Reviewer #1 (Recommendations for the authors):

– The paper would be strengthened by showing that optogenetic inhibition of the MGM-BLA pathway precisely during auditory tone or looming stimulus presentation decreases freezing. It is odd that the authors used disconnections and lesions instead of projection optogenetic inhibition, which would provide the authors with much-needed temporal resolution in their manipulations.

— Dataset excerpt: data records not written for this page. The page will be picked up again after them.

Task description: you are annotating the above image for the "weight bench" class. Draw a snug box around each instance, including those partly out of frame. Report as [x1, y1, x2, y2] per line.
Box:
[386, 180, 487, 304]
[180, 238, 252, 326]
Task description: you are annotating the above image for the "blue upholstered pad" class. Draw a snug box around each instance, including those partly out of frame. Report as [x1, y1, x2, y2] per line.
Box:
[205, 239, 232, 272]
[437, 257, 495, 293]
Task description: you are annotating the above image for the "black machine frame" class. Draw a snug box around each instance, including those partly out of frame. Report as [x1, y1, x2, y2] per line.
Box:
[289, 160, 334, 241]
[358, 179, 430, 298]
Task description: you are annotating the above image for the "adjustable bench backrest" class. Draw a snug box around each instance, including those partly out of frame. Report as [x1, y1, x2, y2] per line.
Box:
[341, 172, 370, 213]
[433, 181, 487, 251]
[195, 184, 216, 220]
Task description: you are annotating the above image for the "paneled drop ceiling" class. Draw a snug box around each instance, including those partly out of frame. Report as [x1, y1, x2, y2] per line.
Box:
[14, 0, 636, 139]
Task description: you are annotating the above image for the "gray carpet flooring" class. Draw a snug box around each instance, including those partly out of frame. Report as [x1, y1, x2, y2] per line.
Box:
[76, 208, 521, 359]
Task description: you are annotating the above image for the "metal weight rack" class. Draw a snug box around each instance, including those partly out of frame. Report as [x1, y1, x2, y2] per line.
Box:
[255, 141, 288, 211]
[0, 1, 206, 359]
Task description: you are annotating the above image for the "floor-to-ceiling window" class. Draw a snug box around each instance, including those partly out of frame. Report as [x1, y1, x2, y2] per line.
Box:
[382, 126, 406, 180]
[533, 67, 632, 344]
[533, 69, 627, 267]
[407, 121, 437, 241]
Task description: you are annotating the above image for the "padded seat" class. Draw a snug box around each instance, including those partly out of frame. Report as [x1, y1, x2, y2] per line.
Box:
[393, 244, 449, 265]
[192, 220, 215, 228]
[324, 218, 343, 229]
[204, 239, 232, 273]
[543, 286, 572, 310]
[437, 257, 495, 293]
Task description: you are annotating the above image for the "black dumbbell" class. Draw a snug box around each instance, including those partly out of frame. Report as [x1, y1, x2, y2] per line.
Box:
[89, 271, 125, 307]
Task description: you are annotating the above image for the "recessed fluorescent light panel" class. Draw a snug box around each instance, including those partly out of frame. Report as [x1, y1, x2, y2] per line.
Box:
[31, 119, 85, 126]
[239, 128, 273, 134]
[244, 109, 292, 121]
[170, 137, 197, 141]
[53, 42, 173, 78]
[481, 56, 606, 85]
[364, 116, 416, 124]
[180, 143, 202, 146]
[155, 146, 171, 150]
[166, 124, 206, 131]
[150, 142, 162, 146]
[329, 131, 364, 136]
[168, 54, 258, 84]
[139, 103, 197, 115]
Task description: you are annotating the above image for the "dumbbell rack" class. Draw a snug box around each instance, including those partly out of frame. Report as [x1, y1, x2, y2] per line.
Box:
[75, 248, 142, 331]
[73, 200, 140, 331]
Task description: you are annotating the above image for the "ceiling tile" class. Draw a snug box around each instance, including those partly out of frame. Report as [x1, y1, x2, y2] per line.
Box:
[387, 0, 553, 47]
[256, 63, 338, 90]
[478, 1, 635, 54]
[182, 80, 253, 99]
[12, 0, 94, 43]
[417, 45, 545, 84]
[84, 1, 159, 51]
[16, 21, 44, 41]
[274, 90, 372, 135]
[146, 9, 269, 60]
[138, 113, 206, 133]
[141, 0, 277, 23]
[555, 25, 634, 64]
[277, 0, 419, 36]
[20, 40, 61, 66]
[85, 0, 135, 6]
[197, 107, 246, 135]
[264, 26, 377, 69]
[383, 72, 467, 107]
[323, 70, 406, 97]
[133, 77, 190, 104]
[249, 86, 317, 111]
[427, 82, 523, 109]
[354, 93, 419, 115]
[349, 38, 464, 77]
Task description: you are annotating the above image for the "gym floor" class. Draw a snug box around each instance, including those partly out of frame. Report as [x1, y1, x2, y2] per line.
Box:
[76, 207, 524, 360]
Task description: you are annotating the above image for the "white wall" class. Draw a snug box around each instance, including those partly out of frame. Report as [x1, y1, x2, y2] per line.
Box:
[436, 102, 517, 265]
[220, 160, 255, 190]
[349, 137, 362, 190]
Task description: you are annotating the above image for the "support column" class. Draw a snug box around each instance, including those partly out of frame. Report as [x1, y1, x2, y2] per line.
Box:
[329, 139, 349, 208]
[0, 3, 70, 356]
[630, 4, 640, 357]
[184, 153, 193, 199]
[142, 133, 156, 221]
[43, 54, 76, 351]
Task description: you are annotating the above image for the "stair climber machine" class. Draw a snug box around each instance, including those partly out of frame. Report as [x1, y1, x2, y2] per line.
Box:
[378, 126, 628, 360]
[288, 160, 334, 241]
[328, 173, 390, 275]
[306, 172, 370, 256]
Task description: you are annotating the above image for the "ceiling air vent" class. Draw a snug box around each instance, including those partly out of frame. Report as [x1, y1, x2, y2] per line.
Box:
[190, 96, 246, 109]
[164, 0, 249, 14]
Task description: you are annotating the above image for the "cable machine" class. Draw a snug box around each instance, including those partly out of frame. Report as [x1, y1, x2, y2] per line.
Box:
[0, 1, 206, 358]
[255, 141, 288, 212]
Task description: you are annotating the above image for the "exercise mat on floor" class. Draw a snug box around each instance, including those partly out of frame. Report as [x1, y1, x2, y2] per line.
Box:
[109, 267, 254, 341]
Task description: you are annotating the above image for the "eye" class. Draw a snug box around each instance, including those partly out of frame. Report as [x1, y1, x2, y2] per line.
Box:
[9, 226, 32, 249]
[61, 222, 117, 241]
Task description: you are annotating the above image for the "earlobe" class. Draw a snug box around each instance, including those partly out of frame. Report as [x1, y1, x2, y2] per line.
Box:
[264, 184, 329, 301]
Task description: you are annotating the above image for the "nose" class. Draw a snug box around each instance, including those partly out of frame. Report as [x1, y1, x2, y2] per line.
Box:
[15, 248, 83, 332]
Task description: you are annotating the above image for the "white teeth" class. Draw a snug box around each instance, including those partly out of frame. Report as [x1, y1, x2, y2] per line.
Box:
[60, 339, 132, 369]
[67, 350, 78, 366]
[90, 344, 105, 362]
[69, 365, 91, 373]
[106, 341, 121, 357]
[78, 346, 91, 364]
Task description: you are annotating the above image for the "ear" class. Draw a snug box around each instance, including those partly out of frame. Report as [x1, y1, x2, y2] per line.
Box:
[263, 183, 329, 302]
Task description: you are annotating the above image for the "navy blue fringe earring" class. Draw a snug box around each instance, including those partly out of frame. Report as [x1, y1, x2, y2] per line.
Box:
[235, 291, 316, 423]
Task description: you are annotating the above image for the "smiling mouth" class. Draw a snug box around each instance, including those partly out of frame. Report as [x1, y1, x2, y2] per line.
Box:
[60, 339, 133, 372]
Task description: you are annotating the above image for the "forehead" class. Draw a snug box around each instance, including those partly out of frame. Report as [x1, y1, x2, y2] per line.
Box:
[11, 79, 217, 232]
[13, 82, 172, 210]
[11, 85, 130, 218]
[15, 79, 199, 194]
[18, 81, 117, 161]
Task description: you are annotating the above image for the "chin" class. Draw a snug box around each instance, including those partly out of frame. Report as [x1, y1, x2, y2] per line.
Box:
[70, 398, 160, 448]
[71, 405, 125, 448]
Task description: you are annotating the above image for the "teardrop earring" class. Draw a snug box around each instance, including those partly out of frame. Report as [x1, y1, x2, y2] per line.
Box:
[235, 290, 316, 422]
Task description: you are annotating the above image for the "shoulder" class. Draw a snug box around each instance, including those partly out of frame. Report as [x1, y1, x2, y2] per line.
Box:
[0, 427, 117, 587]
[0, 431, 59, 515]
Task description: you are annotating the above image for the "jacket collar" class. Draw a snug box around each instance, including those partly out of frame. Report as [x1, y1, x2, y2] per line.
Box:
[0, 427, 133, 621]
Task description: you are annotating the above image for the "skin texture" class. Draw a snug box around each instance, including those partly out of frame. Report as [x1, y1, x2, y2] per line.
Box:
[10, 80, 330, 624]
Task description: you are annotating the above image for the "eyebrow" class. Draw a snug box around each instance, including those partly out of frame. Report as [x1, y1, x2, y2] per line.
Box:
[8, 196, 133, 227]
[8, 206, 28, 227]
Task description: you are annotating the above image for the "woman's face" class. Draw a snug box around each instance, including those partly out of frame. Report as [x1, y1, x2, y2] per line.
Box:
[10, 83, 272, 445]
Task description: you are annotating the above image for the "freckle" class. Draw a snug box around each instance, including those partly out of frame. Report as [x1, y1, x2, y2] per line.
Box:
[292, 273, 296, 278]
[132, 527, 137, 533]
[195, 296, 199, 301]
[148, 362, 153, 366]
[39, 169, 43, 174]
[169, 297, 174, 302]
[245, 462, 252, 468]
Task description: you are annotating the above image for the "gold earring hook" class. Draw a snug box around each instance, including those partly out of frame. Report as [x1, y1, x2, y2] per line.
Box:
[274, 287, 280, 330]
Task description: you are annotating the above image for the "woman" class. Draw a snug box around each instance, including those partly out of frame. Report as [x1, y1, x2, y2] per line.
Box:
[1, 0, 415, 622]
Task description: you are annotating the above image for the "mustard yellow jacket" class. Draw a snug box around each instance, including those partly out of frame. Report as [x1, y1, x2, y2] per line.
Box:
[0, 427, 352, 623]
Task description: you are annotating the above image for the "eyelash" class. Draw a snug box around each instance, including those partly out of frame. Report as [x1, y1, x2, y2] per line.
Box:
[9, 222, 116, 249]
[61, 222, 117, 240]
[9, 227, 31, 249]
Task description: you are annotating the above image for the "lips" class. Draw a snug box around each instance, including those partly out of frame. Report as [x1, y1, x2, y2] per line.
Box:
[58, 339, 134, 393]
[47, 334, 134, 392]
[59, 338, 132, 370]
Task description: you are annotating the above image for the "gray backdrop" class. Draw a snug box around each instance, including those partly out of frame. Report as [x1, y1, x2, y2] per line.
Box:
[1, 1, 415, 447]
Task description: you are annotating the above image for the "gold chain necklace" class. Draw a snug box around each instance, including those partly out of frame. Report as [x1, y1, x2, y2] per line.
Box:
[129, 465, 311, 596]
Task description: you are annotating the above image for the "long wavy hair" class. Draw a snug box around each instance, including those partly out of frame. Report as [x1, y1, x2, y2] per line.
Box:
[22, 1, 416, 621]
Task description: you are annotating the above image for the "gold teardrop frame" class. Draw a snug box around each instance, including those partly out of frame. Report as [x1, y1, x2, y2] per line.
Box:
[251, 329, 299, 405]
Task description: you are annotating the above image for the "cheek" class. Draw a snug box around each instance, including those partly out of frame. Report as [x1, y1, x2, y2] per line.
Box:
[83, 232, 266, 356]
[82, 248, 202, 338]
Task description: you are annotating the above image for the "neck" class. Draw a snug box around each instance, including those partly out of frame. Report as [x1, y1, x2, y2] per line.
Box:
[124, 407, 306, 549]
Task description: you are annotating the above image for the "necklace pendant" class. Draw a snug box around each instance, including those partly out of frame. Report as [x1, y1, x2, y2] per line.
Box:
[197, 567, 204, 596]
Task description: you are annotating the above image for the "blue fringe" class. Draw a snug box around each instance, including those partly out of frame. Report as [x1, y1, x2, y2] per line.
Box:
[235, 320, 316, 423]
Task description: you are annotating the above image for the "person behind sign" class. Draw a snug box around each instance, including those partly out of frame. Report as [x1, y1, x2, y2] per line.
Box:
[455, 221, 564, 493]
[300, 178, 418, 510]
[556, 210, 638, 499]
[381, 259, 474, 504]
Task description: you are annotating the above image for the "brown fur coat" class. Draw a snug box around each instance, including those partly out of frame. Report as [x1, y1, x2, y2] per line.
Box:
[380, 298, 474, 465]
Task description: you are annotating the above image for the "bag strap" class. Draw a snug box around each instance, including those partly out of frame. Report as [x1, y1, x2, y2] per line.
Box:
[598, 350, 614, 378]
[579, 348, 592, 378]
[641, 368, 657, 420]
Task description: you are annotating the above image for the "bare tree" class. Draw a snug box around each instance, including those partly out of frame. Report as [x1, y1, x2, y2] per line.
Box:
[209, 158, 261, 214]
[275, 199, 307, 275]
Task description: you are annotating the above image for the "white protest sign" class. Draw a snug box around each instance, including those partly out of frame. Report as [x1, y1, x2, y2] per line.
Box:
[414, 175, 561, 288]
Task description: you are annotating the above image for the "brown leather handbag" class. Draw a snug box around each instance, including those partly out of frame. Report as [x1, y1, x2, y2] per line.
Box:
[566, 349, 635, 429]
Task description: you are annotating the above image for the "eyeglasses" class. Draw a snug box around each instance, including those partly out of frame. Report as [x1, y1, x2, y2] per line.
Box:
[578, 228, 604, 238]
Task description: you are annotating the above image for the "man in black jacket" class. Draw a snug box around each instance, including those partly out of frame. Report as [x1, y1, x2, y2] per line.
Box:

In our previous email to the editors, we mentioned work by Kang et al., 2022 (See Figure 5 and Figure 6 in Kang et al), which address this in a slightly different form. In the new revision, we refer to this experiment.

– It is unclear if the MGM pathway is necessary only for timed stimulus-evoked freezing or whether this circuit generally alters the defensive state. Measuring the loss of function effects on open-field anxiety behavior would be informative in this regard.

We measured the effects of inhibition of the LT-BLA pathway in mice injected contralaterally with hM4Di and CNO on locomotion and anxiety-related behaviors. These data are now included in Figure 4—figure supplement 2A.

– Not all figures contain photos of representative histology. Please add histology to all figures that are missing it. Please show that MGM virus expression did not spread into the visual lateral geniculate nucleus

In the corresponding supplementary figures, we show the maps of viral expression and optic fiber location for all the mice. In addition, we included a representative image to show that injection in the LT (MGN) does not spread into the LGN (Figure 4—figure supplement 1). As seen, there is no detectable cell body in the LGN. We observe axonal labeling in the auditory cortex and in the Zona Incerta, regions receiving projections from the LT.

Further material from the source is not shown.